Here, plaintiff “Taylor sued Medtronic, Inc., Medtronic, USA, Covidien Holding Inc., Covidien, Inc., and Covidien LP (collectively, ‘Medtronic’) seeking damages for injuries he allegedly suffered from a defective mesh implant used during surgery to repair his inguinal hernia.”
The claim met the diversity and amount-in-controversy requirements for removal. One of the additional requirements to affect a removal from state to federal court is that all the properly served defendants must consent to removal within 30 days of the action being commenced in state court, i.e., the rule of unanimity. 28 U.S.C. § 1446(b)(2)(A) (“all defendants who have been properly joined 3 and served must join in or consent to the removal of the action”).
Covidien LP, though, “did not join the notice. Covidien LP is a corporate sibling of the other four defendants, and is represented by the same counsel. The removal notice stated that ‘Covidien LP has not been served in this action,’ and noted that “[c]onsent is not required for Defendants who have not yet been served.’” But Covidien LP was mistaken. It had been served but the agent of service failed to forward the summons. So defendants argued that “[t]he failure to include Covidien LP in the notice of removal was a technical oversight,” and was curable by Covidien LP joining the opposition to remand. The district court agreed and denied the motion.
The Second Circuit reverses the denial of remand. “The issue here is whether the removal statute allows a defendant to consent to removal after the thirty-day deadline for removal lapses. It does not. Where, as here, a properly served defendant fails to provide notice of consent to removal within the thirty-day statutory period, the defendant cannot cure that failure by providing late consent. This straightforward application of 28 U.S.C. § 1446(b)(2)(B) is consistent with our Circuit’s presumption against removal.”
Other circuits have held that joining a motion to remand could cure a failure to timely consent.

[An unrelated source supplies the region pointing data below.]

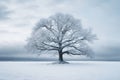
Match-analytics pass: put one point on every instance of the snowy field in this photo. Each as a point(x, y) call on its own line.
point(76, 70)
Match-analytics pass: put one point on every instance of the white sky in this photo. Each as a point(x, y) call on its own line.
point(18, 17)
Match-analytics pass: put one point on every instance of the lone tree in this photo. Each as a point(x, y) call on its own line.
point(63, 34)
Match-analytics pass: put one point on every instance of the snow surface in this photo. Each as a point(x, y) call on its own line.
point(76, 70)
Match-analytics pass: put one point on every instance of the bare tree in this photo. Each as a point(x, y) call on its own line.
point(63, 34)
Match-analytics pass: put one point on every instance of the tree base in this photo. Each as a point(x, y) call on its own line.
point(61, 62)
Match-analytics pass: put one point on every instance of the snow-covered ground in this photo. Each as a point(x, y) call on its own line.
point(76, 70)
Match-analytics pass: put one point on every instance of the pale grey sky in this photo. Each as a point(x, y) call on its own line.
point(18, 17)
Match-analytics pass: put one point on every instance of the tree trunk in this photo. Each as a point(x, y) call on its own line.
point(61, 57)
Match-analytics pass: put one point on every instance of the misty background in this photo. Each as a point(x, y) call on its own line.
point(18, 17)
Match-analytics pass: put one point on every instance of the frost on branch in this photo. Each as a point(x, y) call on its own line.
point(63, 34)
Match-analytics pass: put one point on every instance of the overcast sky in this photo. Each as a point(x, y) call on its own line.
point(18, 17)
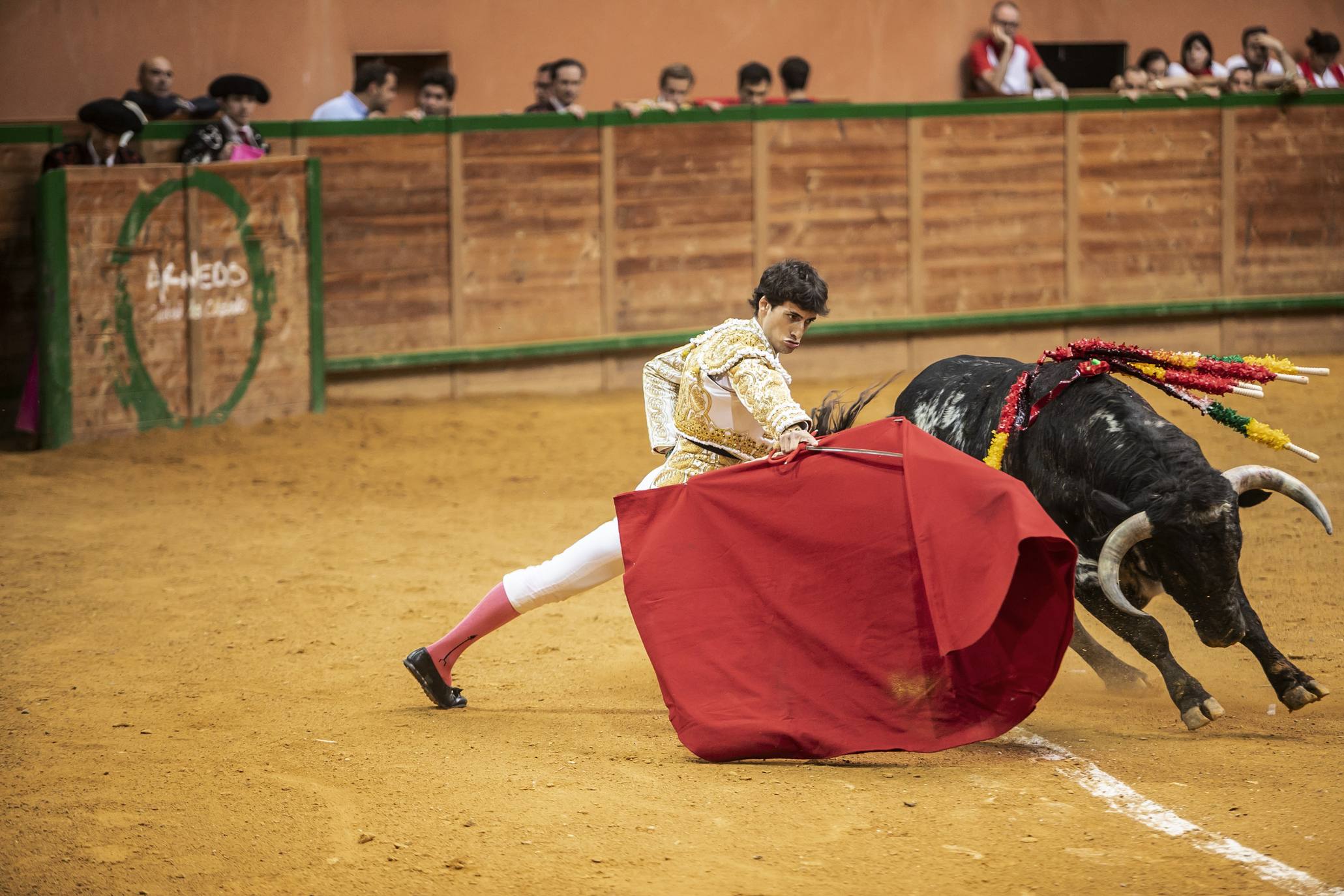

But “the other Circuits acted under different circumstances.” While “a motion to dismiss accepting removal or opposition to remand can satisfy the writing requirement if made within the statutory time period for removal, but that is not the question before us.”
Moreover, those decisions “predated Congress’s codification of the rule of unanimity in 2011. See Pub. L. No. 112-63, § 103(b)(3)(B), 125 Stat. 760, 762 (2011). When the rule of unanimity was a judge-made rule, courts could allow judge-made exceptions to that rule. But now we are limited to interpreting a clear statutory command from Congress that all defendants must consent to removal within thirty days of service. Where, as here, Congress provides no exceptions to the rule, we are not at liberty to create one.”
“Congress of course knew how to draft exceptions to the unanimity rule’s thirty-day limitation. In fact, the removal statute itself permits some exceptions; for instance, it generally allows defendants to remove a case outside of the ordinary thirty-day window if the basis for removal becomes clear only after a plaintiff files an amended pleading. See 28 U.S.C. § 1446(b)(3). Moreover, certain federal statutes alter the thirty-day timeline for specified actions . . . . Congress thus contemplated certain minimal exceptions, implicitly rejecting others, and we lack the ‘judicial discretion’ to add exceptions that Congress omitted.”